I don’t know how to control it. Keep things at a low stress level all the time. Let him do what he wants to do. He loves playing games on the computer so I try to inspire both my boys with the idea of coding, get them doing code kingdoms to learn how to code so he they are not just a passive viewer/watcher of you tube video’s but a creator.
It’s all very tiring. Gosh I am tired right now as all day I have been 1. actively driving for school pick up and drop off, 2. paying household bills, 3. House chores, 4. Literally running all over Adelaide, from the beach to the the city and other areas to raise awareness of Autism in the community and for our school, doing what needs to be done for that, and registering for the 2017 City to Bay Fun Run. I’m tired now. How do ease his anxiety, shall I get the boys running as well? Any suggestions.
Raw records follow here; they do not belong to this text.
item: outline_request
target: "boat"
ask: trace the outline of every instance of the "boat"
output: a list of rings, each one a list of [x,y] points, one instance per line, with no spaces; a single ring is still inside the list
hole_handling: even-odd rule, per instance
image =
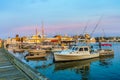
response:
[[[60,63],[55,63],[55,71],[59,71],[59,70],[65,70],[65,69],[76,69],[76,68],[83,68],[83,66],[86,66],[91,62],[95,62],[98,61],[99,58],[93,58],[93,59],[89,59],[89,60],[83,60],[83,61],[72,61],[72,62],[60,62]]]
[[[42,49],[30,49],[28,50],[29,53],[45,53],[45,50]]]
[[[89,46],[73,46],[70,50],[54,53],[55,62],[84,60],[99,57],[98,51],[91,51]]]
[[[25,56],[26,59],[40,59],[46,57],[46,53],[28,54]]]

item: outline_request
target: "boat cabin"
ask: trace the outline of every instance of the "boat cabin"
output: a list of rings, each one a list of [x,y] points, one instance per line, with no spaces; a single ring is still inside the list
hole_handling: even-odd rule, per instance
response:
[[[73,46],[72,51],[90,51],[89,46]]]

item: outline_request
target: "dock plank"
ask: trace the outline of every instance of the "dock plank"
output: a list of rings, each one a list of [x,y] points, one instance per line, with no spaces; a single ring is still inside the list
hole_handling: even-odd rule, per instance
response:
[[[0,49],[0,80],[29,80],[19,71]]]

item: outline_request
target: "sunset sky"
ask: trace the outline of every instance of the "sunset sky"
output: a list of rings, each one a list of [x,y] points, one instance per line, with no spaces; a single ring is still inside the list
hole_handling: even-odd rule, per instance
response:
[[[0,37],[45,34],[120,36],[120,0],[0,0]],[[104,34],[103,34],[104,33]]]

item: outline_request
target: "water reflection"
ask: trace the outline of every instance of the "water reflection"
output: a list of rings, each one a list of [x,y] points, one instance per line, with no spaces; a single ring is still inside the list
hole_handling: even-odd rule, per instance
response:
[[[36,69],[43,75],[47,76],[51,80],[89,80],[91,75],[91,63],[98,63],[99,66],[109,67],[112,65],[111,57],[94,58],[82,61],[72,62],[53,62],[53,54],[48,53],[48,56],[40,59],[29,59],[24,58],[26,53],[13,53],[16,57],[21,59],[23,62]],[[67,74],[69,77],[66,77]]]
[[[55,63],[54,71],[61,70],[71,70],[76,74],[81,76],[82,80],[88,80],[90,73],[90,64],[91,62],[98,61],[99,58],[84,60],[84,61],[73,61],[73,62],[64,62],[64,63]]]

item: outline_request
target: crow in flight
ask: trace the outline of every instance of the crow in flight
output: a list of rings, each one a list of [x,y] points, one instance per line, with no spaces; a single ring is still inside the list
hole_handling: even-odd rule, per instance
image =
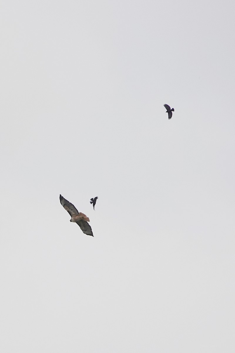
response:
[[[171,109],[171,107],[168,105],[168,104],[164,104],[164,107],[166,109],[166,113],[168,113],[168,119],[171,119],[171,117],[172,116],[172,112],[174,112],[174,108],[172,108],[172,109]]]
[[[95,209],[95,203],[96,203],[96,200],[98,198],[98,196],[97,196],[96,197],[95,197],[94,198],[91,199],[91,201],[90,201],[90,204],[92,204],[92,203],[93,204],[93,208],[94,208],[94,209]]]

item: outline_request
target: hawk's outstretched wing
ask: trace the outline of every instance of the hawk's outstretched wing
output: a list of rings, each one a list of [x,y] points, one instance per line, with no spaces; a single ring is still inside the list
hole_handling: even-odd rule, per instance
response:
[[[60,195],[60,200],[62,206],[69,213],[71,217],[79,214],[79,213],[73,204],[66,200],[61,195]]]
[[[92,237],[94,237],[91,227],[87,222],[84,220],[81,220],[78,221],[76,223],[78,225],[84,233],[88,235],[91,235]]]

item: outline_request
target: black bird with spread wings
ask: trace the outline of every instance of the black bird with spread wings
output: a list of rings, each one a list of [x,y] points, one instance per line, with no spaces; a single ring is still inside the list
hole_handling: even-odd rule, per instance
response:
[[[95,205],[96,203],[96,200],[98,198],[98,197],[97,196],[96,197],[95,197],[94,198],[91,199],[91,201],[90,201],[90,203],[93,204],[93,208],[94,210],[95,209]]]
[[[79,212],[73,204],[66,200],[61,195],[60,195],[60,200],[62,206],[71,216],[71,219],[70,221],[75,222],[85,234],[94,237],[91,227],[87,223],[88,222],[90,221],[88,217],[87,217],[84,213]]]
[[[166,109],[166,113],[168,113],[168,119],[171,119],[171,117],[172,116],[172,112],[175,111],[174,108],[172,108],[172,109],[171,109],[171,107],[169,106],[168,106],[168,104],[164,104],[164,106]]]

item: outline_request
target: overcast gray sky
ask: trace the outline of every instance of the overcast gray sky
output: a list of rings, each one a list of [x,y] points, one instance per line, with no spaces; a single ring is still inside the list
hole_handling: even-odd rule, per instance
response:
[[[235,10],[3,0],[1,352],[235,351]]]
No. 1 Kiddo (who was 9 years old at the time) and No. 2 Kiddo (6 yrs) dont want to see Grandpa in the coffin viewing, No. 1 Kiddo says that he knew him when he was alive and that “It would totally freak me out” to see him dead. No. 2 Kiddo says he doesn’t care that Grandpa died, the 6 year old if very matter of fact about it.
Going through the last stages of Grandpa’s life with him I hoped would teach the boys about the transient nature of life. I was there when Grandpa took his last breathe and I sat with him till the funeral people came to take him away. I looked at his 75 year old aged body and I look at a photo of him when he was 1 years old. I held his hand all the time in those last hours, and I did not want to let him go. All the things you have to do fell by the wayside because this was my time with my Dad. I could feel his spirit in the room. I know his spirit was with me. I played him some music on the ukelelie.
I strummed a few notes, and hummed a few words, we watched “Star Wars” and “Dr Who” video’s in those last days. Grandpa wanted to know where he had to go next. Grandpa was asking where he had to go. In the last hours I told him that he could go if he wanted to and that would be ok or he could stay and that would be ok. And then he took his last breath. He was in pain when alive and now he is in the “Dr Who” Tardus, his spirit waiting to be reborn if you believe in rebirth. Two days later I heard that his former employer and good friend had just had a baby grandaughter called Natalia and I joked that it may be my Dad being reborn which bought a smile to my face.
I am so pleased with the new school. Visual charts, positive reinforcement, small class sizes, class is taught in a structured way where students can learn and their anxiety is abaited enough to let the learning happen. I am pleased and proud that we are part of an Autistic specialist school that works with children’s abilities as well as their fixations etc. Both my sons are doing very well. No. 1 kiddo seems to be quite good with his maths and science.
No. 1 Kiddo is doing science experiments in the shed science lab, and you tubing it.